Elder Financial Fraud Statistics: The Real Scale

Reported fraud losses among Americans 60+ have roughly quadrupled since 2020 — and the government's own estimate of the true, underreported cost runs far higher still. Every figure here traces to the FTC's or FBI's own published reports.

Last updated: July 2026

The scale, according to the FTC's own numbers

The FTC's December 2025 report to Congress, Protecting Older Consumers 2024-2025, found that fraud losses reported by adults 60 and older rose roughly fourfold in four years — from about $600 million in 2020 to $2.4 billion in 2024. But the FTC is explicit that reported losses badly undercount the real total: its own estimate of the true annual cost of fraud to older adults, accounting for underreporting, ranges from $10.1 billion to $81.5 billion, depending on methodology. Investment scams were the single largest category of reported losses in 2024, and reports of scammers stealing tens or even hundreds of thousands of dollars from older adults through impersonation schemes rose more than fourfold.

$600M → $2.4B
Reported fraud losses, adults 60+, 2020 → 2024
roughly a 4x increase
Source: FTC, Protecting Older Consumers 2024-2025
$10.1B-$81.5B
FTC's estimated true annual cost (accounting for underreporting)
Source: FTC, Protecting Older Consumers 2024-2025
$159 million
Tech support scam losses reported, 2024
Source: FTC, Protecting Older Consumers 2024-2025

What the FBI's data shows

The FBI's Internet Crime Complaint Center (IC3) tracks a related but distinct dataset: internet-crime complaints specifically. Its 2024 Elder Fraud Report recorded $4.885 billion in losses from 147,127 complaints filed by people 60 and older — a 46% increase in complaint volume and a 43% increase in losses versus 2023. Within that total, 7,500 individual complainants lost more than $100,000 each, averaging $83,000 per victim in that high-loss group — a stark illustration of how concentrated the most severe losses are among a relatively small number of victims.

$4.885 billion
Total losses reported, FBI IC3, 2024
147,127 complaints, ages 60+
Source: FBI IC3, 2024 Elder Fraud Report
+46%
Increase in complaint volume vs. 2023
Source: FBI IC3, 2024 Elder Fraud Report
7,500
Victims who lost more than $100,000
avg. $83,000 loss in this group
Source: FBI IC3, 2024 Elder Fraud Report

Why isolation is part of the story

The FTC's and FBI's own data measure losses and complaint volume, not causes — but the broader research on scam vulnerability consistently points to social isolation as a compounding risk factor: someone without regular contact has fewer opportunities to describe a suspicious call or message to someone who might recognize it as a scam before money changes hands. That's not a claim either agency makes directly, but it is the connective thread between fraud prevention and the same daily-contact habit that closes other safety gaps. A regular check-in doesn't prevent a scam call — but a routine of talking to someone daily creates more chances for a scam to get caught before it goes further.

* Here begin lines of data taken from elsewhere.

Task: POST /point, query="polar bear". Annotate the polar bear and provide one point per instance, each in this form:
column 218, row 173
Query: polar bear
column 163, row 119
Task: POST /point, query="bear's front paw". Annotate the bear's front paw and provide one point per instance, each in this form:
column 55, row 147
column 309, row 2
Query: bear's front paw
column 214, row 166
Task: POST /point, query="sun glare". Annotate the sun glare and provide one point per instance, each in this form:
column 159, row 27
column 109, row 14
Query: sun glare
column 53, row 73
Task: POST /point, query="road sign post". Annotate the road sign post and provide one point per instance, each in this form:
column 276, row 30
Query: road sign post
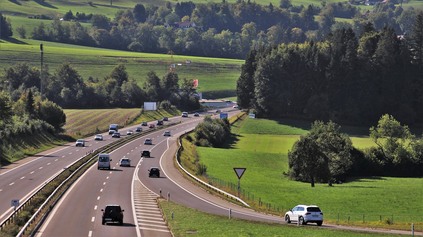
column 15, row 203
column 239, row 172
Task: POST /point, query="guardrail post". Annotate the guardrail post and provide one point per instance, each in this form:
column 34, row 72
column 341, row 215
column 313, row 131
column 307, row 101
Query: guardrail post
column 412, row 229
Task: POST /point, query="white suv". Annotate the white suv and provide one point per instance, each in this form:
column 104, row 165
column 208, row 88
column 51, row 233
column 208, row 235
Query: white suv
column 304, row 214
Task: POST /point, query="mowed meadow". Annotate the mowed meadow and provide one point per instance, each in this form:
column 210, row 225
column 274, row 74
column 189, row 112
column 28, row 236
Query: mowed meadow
column 261, row 146
column 217, row 76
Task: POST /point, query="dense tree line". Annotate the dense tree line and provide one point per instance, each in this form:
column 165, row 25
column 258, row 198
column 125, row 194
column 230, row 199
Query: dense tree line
column 346, row 78
column 66, row 88
column 220, row 30
column 326, row 155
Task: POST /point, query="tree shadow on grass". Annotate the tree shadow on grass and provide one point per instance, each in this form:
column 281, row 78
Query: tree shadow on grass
column 14, row 41
column 45, row 4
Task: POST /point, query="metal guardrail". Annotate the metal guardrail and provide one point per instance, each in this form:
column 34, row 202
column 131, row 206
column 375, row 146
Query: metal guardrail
column 201, row 181
column 107, row 148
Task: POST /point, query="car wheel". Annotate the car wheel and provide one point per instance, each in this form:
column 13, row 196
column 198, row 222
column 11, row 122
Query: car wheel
column 301, row 221
column 287, row 219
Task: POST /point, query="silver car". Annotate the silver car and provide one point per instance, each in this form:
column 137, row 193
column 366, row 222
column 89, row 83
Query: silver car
column 303, row 214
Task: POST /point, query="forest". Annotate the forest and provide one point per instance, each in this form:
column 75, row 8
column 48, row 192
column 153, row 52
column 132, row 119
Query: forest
column 214, row 29
column 348, row 78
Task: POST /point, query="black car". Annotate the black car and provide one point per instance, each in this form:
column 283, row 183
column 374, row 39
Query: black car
column 145, row 153
column 154, row 172
column 112, row 213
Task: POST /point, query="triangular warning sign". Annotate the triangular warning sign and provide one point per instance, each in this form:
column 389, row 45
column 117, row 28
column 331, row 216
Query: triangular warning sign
column 239, row 172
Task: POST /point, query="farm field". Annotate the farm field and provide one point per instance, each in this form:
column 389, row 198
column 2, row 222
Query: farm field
column 184, row 221
column 369, row 201
column 217, row 77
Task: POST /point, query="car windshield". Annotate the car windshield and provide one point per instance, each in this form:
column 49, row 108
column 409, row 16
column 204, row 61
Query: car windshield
column 112, row 208
column 103, row 159
column 313, row 209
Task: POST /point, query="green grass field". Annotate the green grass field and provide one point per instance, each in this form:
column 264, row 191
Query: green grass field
column 217, row 76
column 361, row 201
column 190, row 222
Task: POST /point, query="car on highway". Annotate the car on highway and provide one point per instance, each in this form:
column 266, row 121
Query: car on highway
column 154, row 172
column 125, row 161
column 148, row 141
column 303, row 214
column 98, row 137
column 112, row 213
column 145, row 153
column 103, row 161
column 80, row 142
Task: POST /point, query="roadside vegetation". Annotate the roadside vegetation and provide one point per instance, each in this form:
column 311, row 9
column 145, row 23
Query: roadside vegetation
column 185, row 221
column 371, row 200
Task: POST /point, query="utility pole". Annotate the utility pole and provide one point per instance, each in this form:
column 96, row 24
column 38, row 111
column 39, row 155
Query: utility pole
column 41, row 71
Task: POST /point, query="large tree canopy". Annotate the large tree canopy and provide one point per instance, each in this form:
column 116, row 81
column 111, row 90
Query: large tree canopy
column 323, row 155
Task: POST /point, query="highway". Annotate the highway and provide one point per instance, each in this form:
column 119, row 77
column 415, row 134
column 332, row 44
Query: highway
column 19, row 180
column 79, row 211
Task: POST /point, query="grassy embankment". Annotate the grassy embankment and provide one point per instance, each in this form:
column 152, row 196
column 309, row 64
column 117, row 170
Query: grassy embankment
column 80, row 123
column 191, row 222
column 261, row 146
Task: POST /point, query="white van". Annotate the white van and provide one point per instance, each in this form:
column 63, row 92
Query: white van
column 103, row 161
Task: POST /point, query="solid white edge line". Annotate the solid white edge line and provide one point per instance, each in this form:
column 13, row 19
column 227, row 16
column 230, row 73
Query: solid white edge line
column 135, row 177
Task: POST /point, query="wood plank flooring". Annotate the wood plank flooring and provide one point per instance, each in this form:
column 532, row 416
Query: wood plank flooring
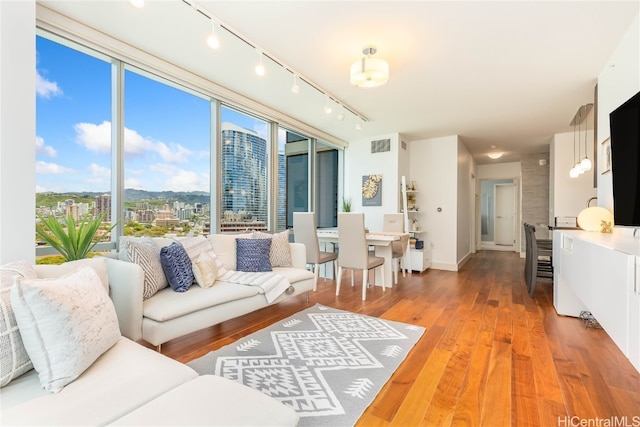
column 491, row 355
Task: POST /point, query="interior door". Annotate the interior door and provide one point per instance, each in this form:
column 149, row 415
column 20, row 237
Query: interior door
column 505, row 212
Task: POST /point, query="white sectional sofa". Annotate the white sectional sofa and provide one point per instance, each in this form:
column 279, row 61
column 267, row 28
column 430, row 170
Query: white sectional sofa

Frequently Asked Questions

How much money do older Americans lose to fraud each year?

Reported losses hit $2.4 billion in 2024 (up from $600 million in 2020), but the FTC's own estimate of the true cost, accounting for underreporting, ranges from $10.1 billion to $81.5 billion annually — the gap between reported and estimated real losses is itself one of the report's most important findings.

What's the average loss for elder fraud victims?

It varies widely, but the FBI's 2024 data shows the most severely affected group — 7,500 victims who each lost more than $100,000 — averaged $83,000 in losses, illustrating how concentrated the worst losses are among a relatively small number of victims.

What type of scam causes the most losses to older adults?

Investment scams were the single largest reported loss category among adults 60+ in 2024, per the FTC, often initiated through contact on social media.

Is elder fraud increasing?

Yes, sharply. FBI IC3 complaint volume from adults 60+ rose 46% and losses rose 43% between 2023 and 2024 alone, continuing a trend that's seen reported FTC losses roughly quadruple since 2020.